Mountain of illegally dumped trash near Oxford river causes outcry in England

W460

A mountain of illegally dumped trash near a river in the country outside Oxford was visible from space but few on Earth seemed to notice the mess.

Hidden behind a thick row of trees from the busy highway next to it, the pile grew to the length of three Olympic-sized swimming pools and reached up to the roof of a two-story house as motorists unknowingly sped past.

How the garbage got there and how long the massive pile had been growing remains a mystery, but its recent discovery has caused an outcry about a brewing environmental crisis and drawn attention to England's uphill battle to tackle criminal gangs suspected of illegally dumping waste.

"How they managed to escape the eyes is quite shocking," said Liz Gyekye of Thames 21, an environmental charity. "Let's hope that these perpetrators are caught swiftly and punished for their crimes.
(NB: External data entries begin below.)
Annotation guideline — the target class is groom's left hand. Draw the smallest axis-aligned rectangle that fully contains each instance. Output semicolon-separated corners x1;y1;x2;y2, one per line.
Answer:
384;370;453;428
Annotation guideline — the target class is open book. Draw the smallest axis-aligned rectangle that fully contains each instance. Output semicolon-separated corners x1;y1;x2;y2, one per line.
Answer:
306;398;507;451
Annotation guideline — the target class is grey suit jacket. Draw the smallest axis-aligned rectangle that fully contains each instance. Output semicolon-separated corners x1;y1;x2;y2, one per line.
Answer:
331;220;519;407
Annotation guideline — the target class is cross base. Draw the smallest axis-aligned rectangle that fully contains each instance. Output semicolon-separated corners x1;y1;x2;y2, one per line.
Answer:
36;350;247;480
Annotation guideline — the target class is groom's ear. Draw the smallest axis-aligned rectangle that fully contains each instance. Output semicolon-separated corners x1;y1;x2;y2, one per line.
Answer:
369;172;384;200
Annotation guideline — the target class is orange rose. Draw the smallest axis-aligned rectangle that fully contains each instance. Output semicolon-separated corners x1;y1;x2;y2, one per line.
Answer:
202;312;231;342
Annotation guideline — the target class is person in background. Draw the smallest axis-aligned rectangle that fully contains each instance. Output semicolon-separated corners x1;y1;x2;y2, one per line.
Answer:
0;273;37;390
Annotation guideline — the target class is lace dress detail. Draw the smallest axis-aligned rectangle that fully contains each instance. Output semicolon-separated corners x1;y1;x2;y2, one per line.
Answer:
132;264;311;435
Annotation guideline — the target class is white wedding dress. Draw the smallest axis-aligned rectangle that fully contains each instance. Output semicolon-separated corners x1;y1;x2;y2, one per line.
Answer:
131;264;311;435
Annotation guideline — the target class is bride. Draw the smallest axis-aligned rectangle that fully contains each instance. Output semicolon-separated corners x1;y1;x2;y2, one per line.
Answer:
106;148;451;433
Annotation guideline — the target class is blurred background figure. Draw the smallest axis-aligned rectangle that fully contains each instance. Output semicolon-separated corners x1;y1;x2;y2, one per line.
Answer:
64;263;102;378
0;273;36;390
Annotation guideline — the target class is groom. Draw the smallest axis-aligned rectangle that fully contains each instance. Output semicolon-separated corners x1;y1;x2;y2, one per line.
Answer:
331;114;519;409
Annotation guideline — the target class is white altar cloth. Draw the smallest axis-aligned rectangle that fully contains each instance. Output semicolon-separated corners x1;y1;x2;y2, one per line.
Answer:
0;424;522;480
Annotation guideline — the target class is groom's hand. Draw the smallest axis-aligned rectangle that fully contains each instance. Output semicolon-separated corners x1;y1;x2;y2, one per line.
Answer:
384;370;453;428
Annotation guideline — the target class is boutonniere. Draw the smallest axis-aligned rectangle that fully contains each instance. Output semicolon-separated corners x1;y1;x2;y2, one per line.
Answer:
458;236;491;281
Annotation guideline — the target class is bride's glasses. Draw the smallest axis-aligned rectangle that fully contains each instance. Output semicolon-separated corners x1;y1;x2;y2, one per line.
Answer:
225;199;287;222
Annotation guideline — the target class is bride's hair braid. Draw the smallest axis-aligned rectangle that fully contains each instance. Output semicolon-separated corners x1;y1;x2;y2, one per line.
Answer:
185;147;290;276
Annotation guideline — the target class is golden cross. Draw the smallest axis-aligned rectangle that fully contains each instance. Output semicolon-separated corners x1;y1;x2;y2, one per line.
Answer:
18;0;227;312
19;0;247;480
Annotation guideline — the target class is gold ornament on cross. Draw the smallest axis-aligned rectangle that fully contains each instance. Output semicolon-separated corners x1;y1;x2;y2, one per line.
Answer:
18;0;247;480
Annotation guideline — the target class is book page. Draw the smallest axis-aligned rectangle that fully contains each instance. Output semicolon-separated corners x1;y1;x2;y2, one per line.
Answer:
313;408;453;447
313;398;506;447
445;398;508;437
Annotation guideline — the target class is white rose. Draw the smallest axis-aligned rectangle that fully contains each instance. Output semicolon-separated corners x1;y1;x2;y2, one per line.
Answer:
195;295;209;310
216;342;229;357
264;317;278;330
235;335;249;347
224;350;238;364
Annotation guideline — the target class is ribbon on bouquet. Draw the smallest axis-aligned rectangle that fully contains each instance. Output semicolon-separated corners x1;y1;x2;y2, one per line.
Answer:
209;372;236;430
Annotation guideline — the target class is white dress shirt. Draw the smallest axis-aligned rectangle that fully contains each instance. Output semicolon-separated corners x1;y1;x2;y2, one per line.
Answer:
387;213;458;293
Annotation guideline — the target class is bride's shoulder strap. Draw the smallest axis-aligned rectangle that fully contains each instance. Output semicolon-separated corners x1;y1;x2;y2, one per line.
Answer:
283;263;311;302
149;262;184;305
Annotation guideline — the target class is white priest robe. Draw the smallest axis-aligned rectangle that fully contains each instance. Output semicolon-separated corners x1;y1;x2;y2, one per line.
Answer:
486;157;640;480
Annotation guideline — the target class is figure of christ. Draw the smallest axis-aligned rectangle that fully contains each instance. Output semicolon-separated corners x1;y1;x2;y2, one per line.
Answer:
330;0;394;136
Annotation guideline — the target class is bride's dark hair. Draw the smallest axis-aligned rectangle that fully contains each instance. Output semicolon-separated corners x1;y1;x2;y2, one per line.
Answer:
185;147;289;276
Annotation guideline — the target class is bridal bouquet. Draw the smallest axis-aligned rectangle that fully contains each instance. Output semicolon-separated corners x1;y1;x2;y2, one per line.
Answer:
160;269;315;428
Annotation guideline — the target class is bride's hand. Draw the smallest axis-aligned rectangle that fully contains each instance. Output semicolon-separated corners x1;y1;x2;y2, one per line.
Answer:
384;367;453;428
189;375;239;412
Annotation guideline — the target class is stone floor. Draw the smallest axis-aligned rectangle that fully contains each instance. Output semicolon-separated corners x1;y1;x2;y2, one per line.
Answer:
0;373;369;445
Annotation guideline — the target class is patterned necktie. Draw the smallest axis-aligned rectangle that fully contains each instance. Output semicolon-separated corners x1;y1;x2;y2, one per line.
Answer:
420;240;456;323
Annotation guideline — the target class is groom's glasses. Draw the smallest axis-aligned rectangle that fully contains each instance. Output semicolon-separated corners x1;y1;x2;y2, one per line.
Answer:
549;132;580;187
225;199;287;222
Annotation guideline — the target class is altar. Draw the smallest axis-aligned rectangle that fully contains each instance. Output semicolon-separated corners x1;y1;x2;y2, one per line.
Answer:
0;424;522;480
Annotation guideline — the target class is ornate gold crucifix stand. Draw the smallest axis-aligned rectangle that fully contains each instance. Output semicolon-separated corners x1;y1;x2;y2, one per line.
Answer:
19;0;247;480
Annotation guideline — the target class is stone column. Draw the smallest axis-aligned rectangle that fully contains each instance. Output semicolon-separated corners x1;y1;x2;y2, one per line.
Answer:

This is an environmental catastrophe unfolding at the doorstep of one of our nation's most treasured rivers."

With winter rains coming and the trash sitting in a floodplain, there are concerns it will be swept into the adjacent River Cherwell, which meanders downstream through the Oxford University campus before meeting the River Thames that eventually flows to London and then out to sea.

Criminal investigation underway

Although it was only reported in the news last week, the Environment Agency in England said it identified the area as a high-risk illegal waste site after becoming aware of it in July and issued a cease-and-desist order. The agency obtained a court order last month to shut down the area after learning about the continued dumping, which is now being investigated as a crime.

When the dumping began is unclear, but satellite footage obtained by Thames21 showed verdant fields in April 2024 and what appeared to be a whiteish streak of the garbage between two rows of trees in July this year.

Weeks before the public became aware of the dump alongside the A34 highway near the village of Kidlington, the government came under fire from a Parliamentary committee for being slow to act on a problem the agency said costs England's economy 1 billion pounds ($1.3 billion) annually.

Enough garbage is illegally dumped each year to fill the 90,000-seat Wembley Stadium 35 times, the Environment and Climate Change Committee in the House of Lords said in a recent report. The committee urged the government to get tough on the organized crime groups suspected to be behind the problem.

"Despite the scale and seriousness of the crimes, raised by the members of the public in many cases, we have found multiple failings by the Environment Agency and other agencies, from slow responses to repeated public reports (as in the case of Hoads Wood, Kent) through to a woeful lack of successful convictions," said Shaista Ahmad Sheehan, the committee chair.

A problem that has become widespread

The scourge of everything from bags of household waste to appliances and furniture being dumped in cities and countryside is a growing problem.

"Fly-tipping," as it's known in the U.K., is a combination of the word for dumping while doing it on the fly, often from a moving vehicle. The practice is a source of angst for landowners and local government and an eyesore for a nation proud of its natural beauty.

Anti-litter advocates Keep Britain Tidy said government figures showed there were more than 1.1 million fly-tipping incidents from the 2023-24 year, up 6% rise from the previous year.

Often conducted by fly-by-night operators offering to haul away unwanted junk for a cut-rate fee in unmarked vans or trucks, it's a difficult crime to stop and can be expensive to clean up for landowners responsible if it ends up on their property.

"No fly-tipping" signs abound in secluded urban areas and along country lanes where examples scattered or piled along roadside brush are not uncommon.

Colossal mountains of rubbish dumped by organized groups operating dump trucks pose a much bigger challenge.

Cleanup could cost a fortune

The identity of the person who owns the field where the dump in Oxfordshire was found has not been publicly identified, but the cost of the cleanup could exceed the annual 26 million pound ($34 million) budget of the Cherwell District Council, according to Calum Miller, a Liberal Democrat who represents the area in Parliament.

Miller posted video of the shredded plastic towering over him.

"I'm deeply concerned that the Environment Agency is not equipped to deal with this unfolding environmental disaster," he said Monday in the House of Commons as he called on the government to clean up the "obscene" eyesore, which has been done with other large-scale dumps.

In June, the Environment Agency began overseeing a lengthy cleanup of a similarly giant dump in Hoads Wood, a protected ancient woodland south of London in Kent. Rogue haulers cleared trees there in 2023 and spent six months dumping 30,000 metric tons (33,069 tons) of household and construction debris up to 4.5 meters (15 feet) high.

Three men have been arrested in that investigation but no one has been charged. The agency said it shut down 743 illegal waste sites in the 2024-25 year, including 143 considered high risk.

Environment Minister Emma Hardy said she couldn't divulge much about the incident because of the ongoing investigation, but she defended the agency Monday.

The government has increased waste enforcement funding by 50% after a freeze by the previous administration, she said.

"The government is aware of the appalling case of illegal dumping," Hardy said in response to Miller's comments about the Oxfordshire dump. "I absolutely share his constituents' anger as I too have seen the photographs and videos and it is no wonder that he feels moved to bring this urgent question today."